Blanchisseuse, TrinidadA recent article in the Trinidad Express focused on the Blanchisseuse Environmental Art Trust (BEAT), a local community initiative to manage stocks of wild seamoss:

If you love sea moss punch, but haven’t tasted sea moss from Blanchisseuse, then you haven’t tried the best there is, the Express was told.

The waters off this North Coast village have some of the rarest and highest quality of sea moss. This species is called gelidium serrulatum and it’s known to have the best quality of agar (the gelatinous extract of red alga) than any commercial seaweed species in the Caribbean. The sea moss grows on rock surfaces in especially rough waters between Las Cuevas and Toco.

You can search the length and breadth of the rest of the Caribbean for this species, but you wouldn’t find it.

So far, gelidium serrulatum has been recorded off the north coast of Trinidad, and in the waters off Venezuela and South Africa and nowhere else.
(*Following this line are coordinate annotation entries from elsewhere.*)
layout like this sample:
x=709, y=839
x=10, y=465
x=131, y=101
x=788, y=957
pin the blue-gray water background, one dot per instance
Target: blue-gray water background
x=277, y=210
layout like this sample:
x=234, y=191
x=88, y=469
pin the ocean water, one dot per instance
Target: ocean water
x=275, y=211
There are about ten species of seaweed that can be harvested for human consumption, with the species gracilaria and eucheuma being among the most common in the Caribbean.
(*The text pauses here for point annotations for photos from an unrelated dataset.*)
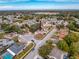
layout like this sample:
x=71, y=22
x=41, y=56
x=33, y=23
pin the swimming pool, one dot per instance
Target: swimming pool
x=7, y=55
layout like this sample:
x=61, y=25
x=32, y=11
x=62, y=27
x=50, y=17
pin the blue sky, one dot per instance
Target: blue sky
x=38, y=4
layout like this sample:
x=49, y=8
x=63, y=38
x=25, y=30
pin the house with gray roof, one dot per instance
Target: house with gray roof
x=57, y=54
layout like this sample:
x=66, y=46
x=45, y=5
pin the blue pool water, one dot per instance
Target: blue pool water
x=7, y=55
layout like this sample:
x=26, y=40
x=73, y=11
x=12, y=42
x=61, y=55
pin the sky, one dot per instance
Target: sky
x=39, y=4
For years Tobago’s sea moss harvesters have noted with concern a decline in sea moss. The verdict is still out on whether this decrease is a direct result of climate change or water pollution caused by waterfront properties or incorrect harvesting methods.

In a survey conducted by the Blanchisseuse Environmental Art Trust (BEAT) within the community, among the 14 sea moss harvesters interviewed, more than 60 per cent believed that sea moss was getting harder to find.
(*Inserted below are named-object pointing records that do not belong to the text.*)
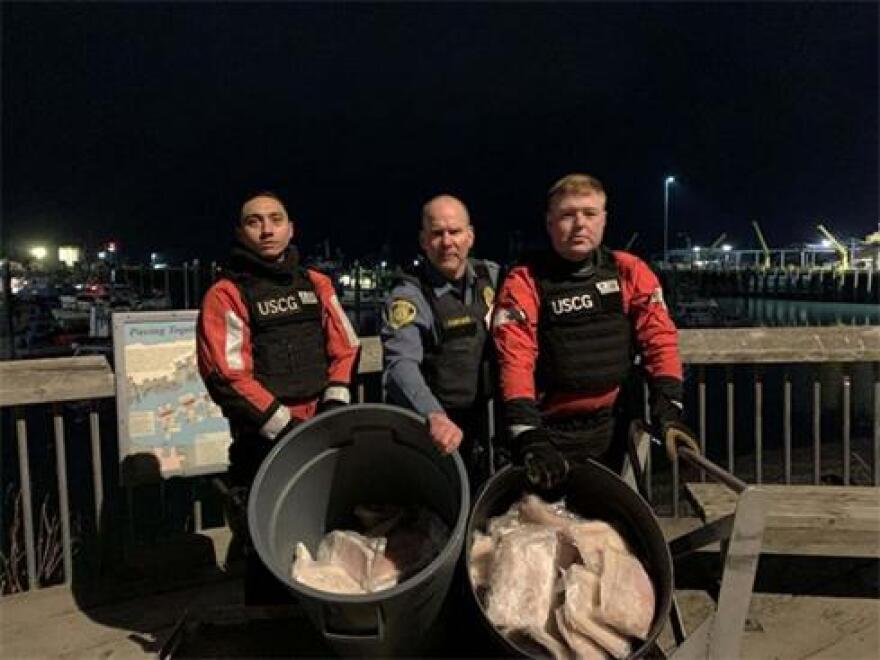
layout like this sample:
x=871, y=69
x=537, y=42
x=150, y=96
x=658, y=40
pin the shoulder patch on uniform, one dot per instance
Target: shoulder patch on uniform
x=657, y=297
x=402, y=313
x=508, y=315
x=608, y=286
x=488, y=295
The BEAT president Kenneth Fournillier told the Express that the rarity and superior quality of the gelidium serralutum species made it particularly vulnerable to indiscriminate harvesting. The plants are attached to the substrate with a tough holdfast, which was usually removed from the plant when it is harvested, leaving no base to regenerate new shoots—leaving reduced supplies for the next season.

Not only was this species at risk, so were the livelihoods of those dependent on the sea moss. Something had to be done to preserve this rare species and important Blanchisseuse tradition.